Ironically, one of its few comparisons was FlashFill / Excel.. which had been going the way of NNs and now LLMs for years now. The paper largely skips measured and non-superficial comparisons, so I wouldn't draw comparative conclusions based on their writeup.
RE Coq/Z3 vs GPUs, I think about them as different kinds of things, and thus wouldn't compare directly. A solver like z3 encapsulates search tricks for tasks where brute force approaches would effectively run forever. Their tricks are symptomatically necessary -- effective GPU acceleration requires finding a clean data parallel formulation, and if a more naive algorithm is picked for that GPU friendliness, but at the expense of inflating the workload asymptotically, the GPU implementation would have high utilization, and high speedups vs a CPU version... but would still be (much) worse than Z3. Instead of comparing them as inherently different approaches, the question is if the practically relevant core of Z3 can be GPU accelerated while preserving its overall optimization strategies.

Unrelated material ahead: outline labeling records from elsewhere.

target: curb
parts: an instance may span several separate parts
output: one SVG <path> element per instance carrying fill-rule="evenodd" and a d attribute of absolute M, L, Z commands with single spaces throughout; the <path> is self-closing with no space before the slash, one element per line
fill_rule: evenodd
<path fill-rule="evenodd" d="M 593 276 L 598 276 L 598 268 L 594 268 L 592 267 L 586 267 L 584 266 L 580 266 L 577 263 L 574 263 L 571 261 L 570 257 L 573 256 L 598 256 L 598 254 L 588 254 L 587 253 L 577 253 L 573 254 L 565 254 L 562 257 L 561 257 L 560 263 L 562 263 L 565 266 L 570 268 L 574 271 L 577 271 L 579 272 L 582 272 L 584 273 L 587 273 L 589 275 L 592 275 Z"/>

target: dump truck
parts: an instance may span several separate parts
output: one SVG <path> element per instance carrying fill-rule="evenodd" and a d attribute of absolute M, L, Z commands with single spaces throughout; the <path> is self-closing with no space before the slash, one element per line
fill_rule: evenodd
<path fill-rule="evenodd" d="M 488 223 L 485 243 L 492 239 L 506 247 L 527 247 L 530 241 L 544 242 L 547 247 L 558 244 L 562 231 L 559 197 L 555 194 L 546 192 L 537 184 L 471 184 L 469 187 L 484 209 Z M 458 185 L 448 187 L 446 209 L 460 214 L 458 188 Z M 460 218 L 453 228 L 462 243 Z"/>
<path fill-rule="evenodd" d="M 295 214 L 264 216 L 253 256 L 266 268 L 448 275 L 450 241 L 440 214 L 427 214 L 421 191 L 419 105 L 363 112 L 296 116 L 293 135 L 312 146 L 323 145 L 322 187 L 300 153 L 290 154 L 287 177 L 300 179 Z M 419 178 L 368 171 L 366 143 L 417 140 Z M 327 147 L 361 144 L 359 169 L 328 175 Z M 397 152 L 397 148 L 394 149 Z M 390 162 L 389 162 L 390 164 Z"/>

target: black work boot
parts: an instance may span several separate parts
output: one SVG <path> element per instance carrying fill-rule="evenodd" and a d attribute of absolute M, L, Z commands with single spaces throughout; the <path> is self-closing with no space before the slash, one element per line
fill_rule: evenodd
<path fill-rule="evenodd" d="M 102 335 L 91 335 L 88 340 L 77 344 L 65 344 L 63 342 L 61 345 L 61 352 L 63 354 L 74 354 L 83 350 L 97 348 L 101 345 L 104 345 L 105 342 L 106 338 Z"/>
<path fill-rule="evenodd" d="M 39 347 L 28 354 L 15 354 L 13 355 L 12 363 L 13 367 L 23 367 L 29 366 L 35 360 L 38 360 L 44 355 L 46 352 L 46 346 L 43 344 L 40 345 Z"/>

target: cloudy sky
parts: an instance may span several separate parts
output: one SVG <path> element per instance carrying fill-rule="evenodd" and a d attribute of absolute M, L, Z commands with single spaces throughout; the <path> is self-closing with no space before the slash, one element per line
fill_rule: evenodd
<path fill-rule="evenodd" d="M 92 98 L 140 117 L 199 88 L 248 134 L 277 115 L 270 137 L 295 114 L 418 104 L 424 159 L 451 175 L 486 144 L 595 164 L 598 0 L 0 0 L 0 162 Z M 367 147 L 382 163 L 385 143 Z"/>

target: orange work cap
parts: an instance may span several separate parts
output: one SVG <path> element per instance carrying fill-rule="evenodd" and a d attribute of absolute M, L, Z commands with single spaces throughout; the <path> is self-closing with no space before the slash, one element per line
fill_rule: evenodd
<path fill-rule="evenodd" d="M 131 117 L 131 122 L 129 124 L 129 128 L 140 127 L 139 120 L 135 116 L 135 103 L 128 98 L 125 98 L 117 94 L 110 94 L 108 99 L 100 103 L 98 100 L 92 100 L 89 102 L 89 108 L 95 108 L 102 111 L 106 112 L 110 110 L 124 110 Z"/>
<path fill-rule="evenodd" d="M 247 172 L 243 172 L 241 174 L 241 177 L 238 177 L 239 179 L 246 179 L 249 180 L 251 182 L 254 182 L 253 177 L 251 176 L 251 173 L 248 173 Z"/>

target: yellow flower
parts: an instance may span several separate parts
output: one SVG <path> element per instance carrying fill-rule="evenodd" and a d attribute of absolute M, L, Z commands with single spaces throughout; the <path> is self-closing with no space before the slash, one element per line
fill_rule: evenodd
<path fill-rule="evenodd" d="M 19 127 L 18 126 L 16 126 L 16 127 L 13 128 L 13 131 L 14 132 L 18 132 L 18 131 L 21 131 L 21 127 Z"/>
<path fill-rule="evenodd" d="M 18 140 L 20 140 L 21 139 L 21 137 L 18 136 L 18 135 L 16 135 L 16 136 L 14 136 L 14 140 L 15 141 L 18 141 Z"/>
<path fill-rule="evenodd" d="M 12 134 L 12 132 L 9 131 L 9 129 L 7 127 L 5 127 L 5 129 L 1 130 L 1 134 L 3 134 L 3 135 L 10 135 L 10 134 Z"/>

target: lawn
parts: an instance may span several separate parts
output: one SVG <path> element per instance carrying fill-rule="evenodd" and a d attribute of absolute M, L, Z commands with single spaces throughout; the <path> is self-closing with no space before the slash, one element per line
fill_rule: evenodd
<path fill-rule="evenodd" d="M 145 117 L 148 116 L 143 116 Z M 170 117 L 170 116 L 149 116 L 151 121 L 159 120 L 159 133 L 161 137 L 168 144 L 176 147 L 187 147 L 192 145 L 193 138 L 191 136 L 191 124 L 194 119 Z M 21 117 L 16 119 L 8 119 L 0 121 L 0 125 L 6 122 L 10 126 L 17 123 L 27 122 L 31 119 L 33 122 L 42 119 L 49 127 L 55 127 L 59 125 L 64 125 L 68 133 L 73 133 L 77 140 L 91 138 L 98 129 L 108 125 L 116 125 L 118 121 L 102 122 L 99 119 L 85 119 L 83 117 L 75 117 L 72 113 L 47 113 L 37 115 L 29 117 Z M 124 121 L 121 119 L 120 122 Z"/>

Which takes us back to the broader point of this thread of GPUs for synthesis... LLMs are successfully GPU accelerating program synthesis of more than just regex. It's amazing that half of github code now uses them! Closer to this paper, folks are making inroads on GPU accelerating SMT solvers that the more powerful (classical) program synthesizers use, e.g., https://github.com/muhos/ParaFROST .

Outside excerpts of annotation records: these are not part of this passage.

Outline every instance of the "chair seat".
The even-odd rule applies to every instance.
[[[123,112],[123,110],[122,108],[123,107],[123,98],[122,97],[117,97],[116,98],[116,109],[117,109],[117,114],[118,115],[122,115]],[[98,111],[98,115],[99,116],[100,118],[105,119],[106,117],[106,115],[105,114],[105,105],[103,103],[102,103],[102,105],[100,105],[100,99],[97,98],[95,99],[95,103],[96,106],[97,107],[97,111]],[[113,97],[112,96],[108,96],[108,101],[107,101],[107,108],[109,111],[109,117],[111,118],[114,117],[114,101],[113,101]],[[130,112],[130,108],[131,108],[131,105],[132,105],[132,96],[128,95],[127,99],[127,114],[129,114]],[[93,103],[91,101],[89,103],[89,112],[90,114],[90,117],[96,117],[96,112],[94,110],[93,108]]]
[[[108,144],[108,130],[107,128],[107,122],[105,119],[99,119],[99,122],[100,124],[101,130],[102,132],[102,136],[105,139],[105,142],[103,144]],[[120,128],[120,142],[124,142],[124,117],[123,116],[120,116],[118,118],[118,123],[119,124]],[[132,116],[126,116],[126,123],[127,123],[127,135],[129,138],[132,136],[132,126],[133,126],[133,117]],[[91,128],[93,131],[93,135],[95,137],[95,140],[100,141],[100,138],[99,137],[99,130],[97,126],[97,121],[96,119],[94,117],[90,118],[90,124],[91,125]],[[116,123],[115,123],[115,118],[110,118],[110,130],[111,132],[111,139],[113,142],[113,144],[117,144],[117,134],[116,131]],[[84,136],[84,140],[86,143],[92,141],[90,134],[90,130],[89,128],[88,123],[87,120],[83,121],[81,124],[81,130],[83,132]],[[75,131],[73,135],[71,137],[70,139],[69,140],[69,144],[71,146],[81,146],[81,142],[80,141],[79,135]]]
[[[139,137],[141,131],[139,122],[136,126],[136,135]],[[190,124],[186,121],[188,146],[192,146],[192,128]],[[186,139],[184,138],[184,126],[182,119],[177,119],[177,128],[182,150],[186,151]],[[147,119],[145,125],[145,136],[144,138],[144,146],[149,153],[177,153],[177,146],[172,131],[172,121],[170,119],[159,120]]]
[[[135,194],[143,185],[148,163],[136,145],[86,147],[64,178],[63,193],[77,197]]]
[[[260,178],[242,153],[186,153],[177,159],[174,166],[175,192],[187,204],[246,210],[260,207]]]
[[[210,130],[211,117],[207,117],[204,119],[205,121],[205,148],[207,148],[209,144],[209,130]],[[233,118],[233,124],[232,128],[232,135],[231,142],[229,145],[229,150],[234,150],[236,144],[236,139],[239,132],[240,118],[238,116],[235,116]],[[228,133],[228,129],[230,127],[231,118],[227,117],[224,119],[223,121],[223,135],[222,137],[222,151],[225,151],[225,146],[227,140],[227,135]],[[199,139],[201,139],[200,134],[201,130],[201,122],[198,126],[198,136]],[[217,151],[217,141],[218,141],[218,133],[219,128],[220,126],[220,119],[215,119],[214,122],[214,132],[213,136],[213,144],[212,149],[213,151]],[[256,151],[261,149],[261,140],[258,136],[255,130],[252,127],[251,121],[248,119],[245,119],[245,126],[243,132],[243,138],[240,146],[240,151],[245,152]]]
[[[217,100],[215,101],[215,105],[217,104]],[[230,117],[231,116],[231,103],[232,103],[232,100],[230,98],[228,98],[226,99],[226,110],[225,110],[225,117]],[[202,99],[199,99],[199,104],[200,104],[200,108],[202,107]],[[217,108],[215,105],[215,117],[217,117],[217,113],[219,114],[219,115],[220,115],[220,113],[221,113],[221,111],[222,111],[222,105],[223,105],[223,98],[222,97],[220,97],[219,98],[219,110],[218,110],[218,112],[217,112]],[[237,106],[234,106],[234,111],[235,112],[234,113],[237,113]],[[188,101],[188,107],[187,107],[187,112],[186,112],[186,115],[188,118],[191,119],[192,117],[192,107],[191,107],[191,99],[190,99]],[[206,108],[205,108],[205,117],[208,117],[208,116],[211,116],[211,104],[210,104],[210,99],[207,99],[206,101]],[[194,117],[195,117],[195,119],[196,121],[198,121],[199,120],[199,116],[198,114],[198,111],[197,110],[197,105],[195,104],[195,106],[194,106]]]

That's a great yet narrow request, which is great for POPL and less for PLDI. As a reference, I believe starcoder does worse than GPT4 and has taken time to publish results on program synthesis that subsumes regex. The flashfill team has academic PL roots and would also be good to compare to, as I mentioned.
With prompt engineering being so easy, and naive search/refinement over them so easy too, not comparing via benchmarks, vs brush-off related work section, to these general solvers seems strange.
Calls to Coq and Z3 will be very slow and not competitive with GPU compute.